Asıl meselinin sistemin tasarlanması olduğunun altını çizen Selçuk, sözlerine şöyle devam etti:
"Türkiye'de çocukların zekasıyla ilgili bir sorun mu var? Böyle bir sorunumuz yok. Mesele ne? Bu çocuk başka bir ülkede olsa, diyelim ki tırnak içinde gelişmiş denilen ülkeler var, o ülkelerde bu çocuklar okusalar, bir problemimiz mi var? Hayır. Mesele, çocuğu ölçmek değil, biz eğitim fakültesinde ölçüyor muyuz, profesörü ölçüyor muyuz, ana babayı ölçüyor muyuz? Hiç kimseyi ölçmüyoruz. Niye sadece gücümüz çocuğa yetiyor?
Mesele sistemi ölçmek, iyileştirmek, mesele öğretmenimizin niteliğine katkı sağlamak. Her ülkenin eğitim sisteminin kalitesi, öğretmeninin kalitesini aşamaz. Dolayısıyla biz öğretmene hiçbir yatırım yapmadan, hiçbir katkı sağlamadan, onlara destek olmadan onlardan beklersek bu çok adil olmaz."
"ÇOK ÖNEMLİ BULDUĞUMUZ ÖĞRETMENLİĞİN NİYE KENDİNE AİT KANUNU YOK?"
Milli Eğitim Bakanı Selçuk, Eğitim 2023 Vizyonu'nun tanıtım toplantısında çıkarılacağı belirtilen Öğretmenlik Meslek Kanunu'nun neler getireceğine ilişkin de açıklamalarda bulundu.
Asker, polis ya da hekimlerle ilgili o mesleğe ait kanunların bulunduğu ifade eden Selçuk, "Fakat öğretmen 657'nin içerisinde sıkışmış vaziyette. Kendisine özel kanunu yok. Halbuki bunların ataması, yükselmesi, disiplin meselesi, kariyer meselesi, ek gösterge, tazminatları vs... Bunların hepsi aslında özelleşmeli." dedi.

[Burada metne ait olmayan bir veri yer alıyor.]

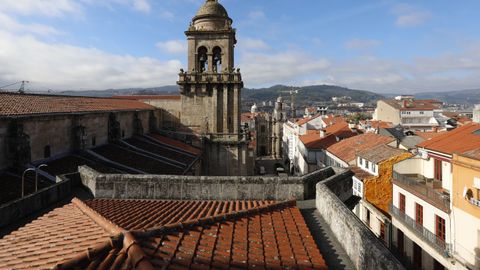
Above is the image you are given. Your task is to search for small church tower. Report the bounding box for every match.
[178,0,251,175]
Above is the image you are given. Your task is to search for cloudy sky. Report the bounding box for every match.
[0,0,480,93]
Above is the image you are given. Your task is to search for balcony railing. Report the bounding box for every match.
[390,205,452,258]
[469,198,480,207]
[393,171,450,213]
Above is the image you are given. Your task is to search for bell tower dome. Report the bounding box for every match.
[178,0,243,134]
[177,0,253,175]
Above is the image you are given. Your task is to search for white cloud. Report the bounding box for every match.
[0,0,81,17]
[0,31,182,89]
[392,4,432,28]
[156,40,187,54]
[0,12,61,36]
[345,38,380,50]
[247,10,267,20]
[239,51,330,86]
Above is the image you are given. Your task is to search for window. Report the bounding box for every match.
[398,193,405,213]
[379,220,386,241]
[365,208,370,228]
[434,159,442,181]
[413,243,422,269]
[397,230,405,255]
[433,259,445,270]
[435,215,445,245]
[415,203,423,226]
[43,145,52,158]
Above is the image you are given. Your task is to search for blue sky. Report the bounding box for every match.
[0,0,480,93]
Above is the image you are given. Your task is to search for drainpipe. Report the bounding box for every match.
[35,164,48,192]
[22,168,36,198]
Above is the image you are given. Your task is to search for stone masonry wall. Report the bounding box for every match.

Selçuk, "3600 ek göstergesiyle ilgili 24 Kasım Öğretmenler Günü'nde bir haberimiz olacak." açıklamasında bulundu.
Bakan Selçuk, öğretmenlere teşvik sistemi uygulamasıyla ilgili "kuruşu kuruşuna" hesaplamaları olduğunu ve simülasyon çalışması yaptıklarını bildirdi.
"ÖĞRENCİ ANDI' KONUSUNDA HUKUKİ SÜREÇ YÜRÜYOR"
Danıştay'ın "Öğrenci Andı" kararının Milli Eğitim Bakanlığı'nca temyiz edildiğinin hatırlatılması üzerine Selçuk, Milli Eğitim Bakanı'na "Olimpos'ta devre mülkü varmış." gibi davranıldığını belirterek, "Her şeye gücümüzün yetmediğini, meseleyi nasıl algılayıp algılamadığımızı, bu meselenin aslında ülke meselesi olduğunu, bakanlık, kişi meselesi olmadığını, bunu bu bütünsellik içerisinde ele almak lazım." değerlendirmesini yaptı.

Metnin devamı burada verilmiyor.